- Born: Mary Elizabeth Duncan 23 October 1938 Windsor, Berkshire, England
- Died: 6 July 2021 (aged 82) Hastings, New Zealand
- Education: Harvard University
- Spouse: Peter Fama ​(m. 1968)​
- Children: 4
- Scientific career
- Fields: Applied mathematics
- Workplaces: DSIR CSIRO
- Thesis: The effect of a ring stiffener on the stress in a cylindrical shell with a longitudinal crack (1967)

= Mary Fama =

New Zealand applied mathematician (1938–2021)

Mary Elizabeth Fama (née Duncan; 23 October 1938 – 6 July 2021) was a New Zealand applied mathematician who became "a leading international figure" in the analysis of stress and deformation of rock and the application of this analysis to mining. A method she developed for solving analytically the convergence-confinement curve of a circular mining tunnel has been variously called the Duncan-Fama convergence curve, Duncan-Fama analytical method, or Duncan-Fama solution.

==Education and career==
After early education at a boarding school in Scotland, Fama became a student at Erskine College, Wellington, where she excelled in mathematics but was stripped of her academic honours after being caught rebelling against the school rules. She went on to earn a bachelor's degree at the University of Canterbury and a second bachelor's degree at the University of Oxford.

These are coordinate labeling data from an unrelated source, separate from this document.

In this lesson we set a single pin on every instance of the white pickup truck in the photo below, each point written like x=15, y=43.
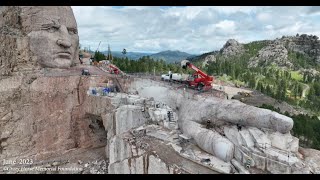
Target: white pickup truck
x=175, y=77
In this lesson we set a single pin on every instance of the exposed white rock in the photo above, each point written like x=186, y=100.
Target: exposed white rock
x=239, y=167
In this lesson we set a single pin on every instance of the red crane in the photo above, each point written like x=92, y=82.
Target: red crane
x=199, y=79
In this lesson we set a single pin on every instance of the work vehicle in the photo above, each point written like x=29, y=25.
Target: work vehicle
x=198, y=80
x=175, y=77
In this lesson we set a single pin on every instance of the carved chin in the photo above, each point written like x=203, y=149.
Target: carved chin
x=57, y=63
x=62, y=63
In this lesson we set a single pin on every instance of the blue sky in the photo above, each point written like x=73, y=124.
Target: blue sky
x=192, y=29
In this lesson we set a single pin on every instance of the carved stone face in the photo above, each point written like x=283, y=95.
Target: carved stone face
x=53, y=35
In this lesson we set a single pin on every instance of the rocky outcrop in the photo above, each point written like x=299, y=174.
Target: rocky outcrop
x=45, y=116
x=274, y=53
x=305, y=44
x=232, y=48
x=255, y=137
x=208, y=59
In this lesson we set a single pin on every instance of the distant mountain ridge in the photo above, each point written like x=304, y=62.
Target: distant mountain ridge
x=129, y=55
x=172, y=56
x=168, y=56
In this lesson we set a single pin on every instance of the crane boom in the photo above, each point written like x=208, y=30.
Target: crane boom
x=201, y=79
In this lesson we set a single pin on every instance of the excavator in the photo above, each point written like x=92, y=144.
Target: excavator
x=199, y=80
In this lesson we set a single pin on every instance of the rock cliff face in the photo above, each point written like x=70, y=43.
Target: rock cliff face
x=45, y=116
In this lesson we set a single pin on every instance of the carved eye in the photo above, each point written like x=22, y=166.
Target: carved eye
x=72, y=31
x=53, y=29
x=50, y=27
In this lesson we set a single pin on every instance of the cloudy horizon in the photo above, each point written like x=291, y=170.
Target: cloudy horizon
x=194, y=29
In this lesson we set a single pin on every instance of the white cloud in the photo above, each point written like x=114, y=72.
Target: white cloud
x=192, y=29
x=264, y=17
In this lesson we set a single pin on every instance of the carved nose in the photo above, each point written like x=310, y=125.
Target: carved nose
x=63, y=43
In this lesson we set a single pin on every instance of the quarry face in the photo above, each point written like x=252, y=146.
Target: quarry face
x=54, y=120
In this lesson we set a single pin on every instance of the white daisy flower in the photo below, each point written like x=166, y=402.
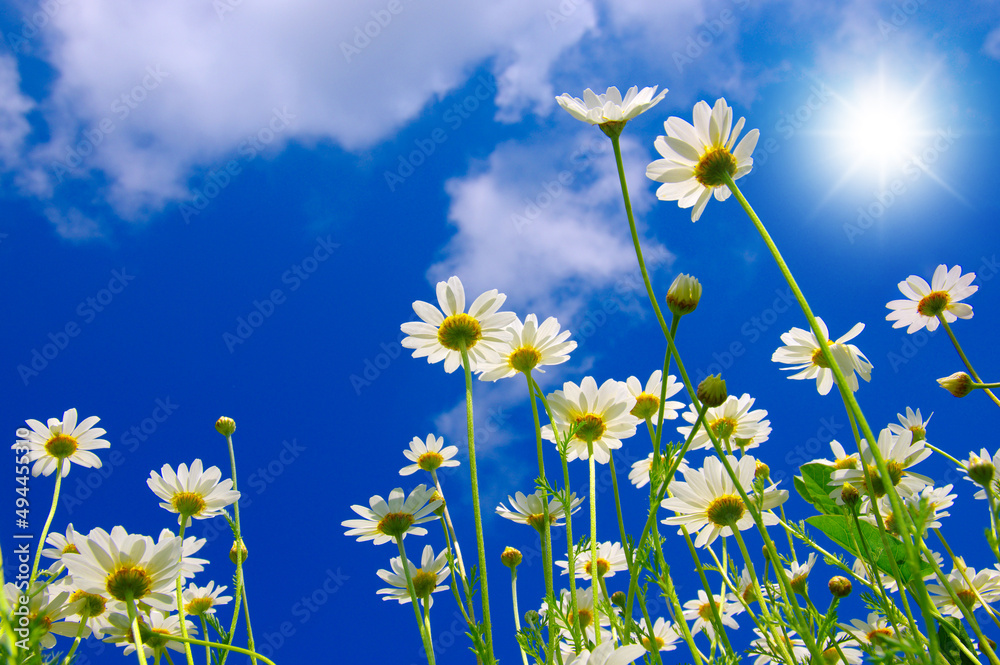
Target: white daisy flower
x=126, y=566
x=912, y=421
x=606, y=653
x=427, y=579
x=610, y=559
x=202, y=600
x=803, y=352
x=528, y=509
x=696, y=157
x=708, y=504
x=443, y=333
x=664, y=638
x=798, y=574
x=155, y=630
x=900, y=453
x=985, y=584
x=193, y=493
x=981, y=469
x=61, y=440
x=429, y=455
x=700, y=610
x=871, y=633
x=731, y=421
x=601, y=417
x=924, y=302
x=841, y=458
x=795, y=645
x=386, y=520
x=46, y=611
x=610, y=107
x=531, y=347
x=647, y=399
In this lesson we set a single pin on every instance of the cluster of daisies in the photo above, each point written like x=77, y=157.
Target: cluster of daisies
x=728, y=494
x=96, y=581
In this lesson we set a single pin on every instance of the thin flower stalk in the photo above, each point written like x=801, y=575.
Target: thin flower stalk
x=48, y=523
x=921, y=596
x=474, y=475
x=546, y=532
x=424, y=632
x=968, y=365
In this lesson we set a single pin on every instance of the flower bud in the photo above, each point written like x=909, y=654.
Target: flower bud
x=958, y=384
x=839, y=586
x=225, y=426
x=981, y=470
x=242, y=555
x=712, y=391
x=511, y=558
x=683, y=295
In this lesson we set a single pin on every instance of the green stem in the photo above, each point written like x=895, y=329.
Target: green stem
x=474, y=474
x=965, y=360
x=48, y=523
x=546, y=532
x=180, y=596
x=424, y=635
x=593, y=536
x=134, y=623
x=913, y=557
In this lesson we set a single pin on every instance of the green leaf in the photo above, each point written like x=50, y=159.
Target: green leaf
x=814, y=486
x=840, y=530
x=950, y=634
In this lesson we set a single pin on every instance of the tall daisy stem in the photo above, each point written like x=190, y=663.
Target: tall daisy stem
x=48, y=522
x=593, y=533
x=424, y=634
x=912, y=555
x=474, y=474
x=968, y=365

Returning to New Zealand, she became a researcher at the Department of Scientific and Industrial Research (DSIR) in 1962. In 1964, she took a Fulbright scholarship to Harvard University, and she completed her PhD there in 1967. In 1968, she married and moved with her husband to the Sydney North Shore, and Fama became a junior lecturer at the University of Sydney. In 1970, they returned to New Zealand, and Fama returned to her position at the DSIR. She was appointed to the University of Waikato as a temporary senior lecturer in 1980.

In 1983, they moved back to Australia again, and Fama became a senior scientist for the Commonwealth Scientific and Industrial Research Organisation (CSIRO) in Brisbane, becoming the second woman scientist at the Brisbane centre. She retired in 2010 and returned with her husband to Havelock North in New Zealand.

==Personal life==
Fama was born on 23 October 1938 in Windsor, England, to a Catholic family of five children; her father was a New Zealander, army officer, and government official. They returned to New Zealand when Fama was ten, living in the Wellington region.

In 1968, she met and married Australian psychiatrist Peter Fama, then working in Auckland but slated to return to Australia. Their first child died soon after childbirth, but they had three more in the early 1970s, all three of whom suffered from Friedreich's ataxia, a genetic degenerative disorder, and died in their 20s and 30s.

Fama suffered for many years from pulmonary tuberculosis, likely contracted as a teenager but not diagnosed until much later. By the 1980s she was diagnosed with bronchiectasis. As a complication of her tuberculosis, she went blind in one eye in 2013.

She died in Hastings on 6 July 2021.